Gentile Anna dire che nutro un grande disprezzo verso l’industria alimentare italiana è esagerato. Se ha la pazienza di leggere qualche articolo del nostro sito si potrà rendere facilmente conto dell’errore. Tesco, Leclerc in Francia e Lidl in Inghilterra sono supermercati che hanno fatto la scelta di non esporre dolci e snack alle casse. Addossare la colpa ai genitori è come dire che gli italiani sono obesi per loro scelta. Troppo facile.

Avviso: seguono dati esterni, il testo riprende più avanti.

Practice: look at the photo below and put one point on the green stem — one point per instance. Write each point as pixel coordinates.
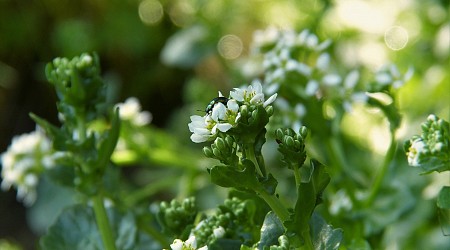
(103, 223)
(297, 175)
(250, 154)
(274, 204)
(382, 172)
(308, 243)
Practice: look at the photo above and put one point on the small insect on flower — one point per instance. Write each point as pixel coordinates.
(214, 101)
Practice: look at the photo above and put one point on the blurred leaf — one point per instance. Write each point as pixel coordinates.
(187, 47)
(270, 230)
(323, 235)
(443, 200)
(76, 229)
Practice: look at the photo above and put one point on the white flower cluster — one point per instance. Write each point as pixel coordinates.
(223, 117)
(26, 157)
(130, 110)
(291, 58)
(189, 244)
(433, 142)
(416, 150)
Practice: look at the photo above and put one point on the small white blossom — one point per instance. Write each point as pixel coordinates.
(221, 119)
(219, 232)
(130, 110)
(22, 163)
(252, 95)
(417, 148)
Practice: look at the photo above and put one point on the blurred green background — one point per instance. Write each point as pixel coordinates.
(174, 55)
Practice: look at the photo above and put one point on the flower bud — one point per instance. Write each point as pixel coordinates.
(217, 152)
(289, 141)
(269, 110)
(220, 143)
(303, 131)
(208, 152)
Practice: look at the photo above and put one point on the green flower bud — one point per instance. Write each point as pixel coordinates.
(208, 152)
(217, 152)
(303, 131)
(269, 110)
(220, 143)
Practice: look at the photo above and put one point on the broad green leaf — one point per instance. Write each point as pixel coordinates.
(323, 235)
(443, 200)
(270, 231)
(187, 47)
(76, 229)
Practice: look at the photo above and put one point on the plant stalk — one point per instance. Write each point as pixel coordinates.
(103, 223)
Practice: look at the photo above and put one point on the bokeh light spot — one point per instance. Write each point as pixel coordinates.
(230, 47)
(150, 11)
(396, 37)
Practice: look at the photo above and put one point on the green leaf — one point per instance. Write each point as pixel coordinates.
(323, 235)
(107, 146)
(308, 196)
(271, 229)
(226, 176)
(443, 200)
(76, 229)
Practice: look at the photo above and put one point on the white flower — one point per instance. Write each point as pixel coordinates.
(219, 232)
(222, 118)
(189, 244)
(130, 110)
(416, 149)
(23, 162)
(252, 95)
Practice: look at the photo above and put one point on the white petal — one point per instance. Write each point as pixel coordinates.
(303, 69)
(258, 98)
(351, 79)
(202, 131)
(237, 117)
(237, 94)
(311, 87)
(331, 79)
(177, 245)
(270, 100)
(257, 86)
(232, 105)
(192, 242)
(323, 62)
(219, 112)
(224, 127)
(199, 138)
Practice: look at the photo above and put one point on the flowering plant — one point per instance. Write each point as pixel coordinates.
(320, 191)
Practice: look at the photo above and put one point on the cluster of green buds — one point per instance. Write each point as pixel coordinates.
(24, 161)
(82, 99)
(292, 146)
(177, 218)
(430, 150)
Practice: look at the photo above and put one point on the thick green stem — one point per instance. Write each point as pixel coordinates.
(250, 154)
(274, 204)
(382, 172)
(103, 223)
(297, 175)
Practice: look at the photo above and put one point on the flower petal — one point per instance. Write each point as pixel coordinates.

La Pira mi scusi, ma quale vantaggio si può avere dal continuare a negare la responsabilità dei genitori nell’educazione (anche alimentare) dei propri figli? Perchè non leggo mai qui che (anche) i genitori hanno le loro colpe? Chi ci guadagna a continuare a fornire alibi ad una generazione intera di educatori? Nessuno ci guadagna! Lei dice che è troppo facile dare colpa ai genitori, a mio avviso è troppo facile dare la colpa alle sole aziende. Da più di 30 anni il marketing delle aziende è indirizzato ai bambini e ingenera bisogni non necessari, da più di 30 anni i bambini sono oggetto di bombardamento mediatico, da più di 30 anni ci sono ovetti Kinder alle casse, pupazzetti o gadget nelle patatine, regalini nelle merendine, pubblicità di alimenti di dubbio valore nutrizionale nei giornali per bambini o che usano bambini nei messaggi pubblicitari.
La mia domanda è: perchè una petizione con più di 30 anni di ritardo? Perchè i genitori delle vecchie generazioni sono stati in grado di affrontare un “problema” che i genitori di oggi sembrano incapaci di affrontare?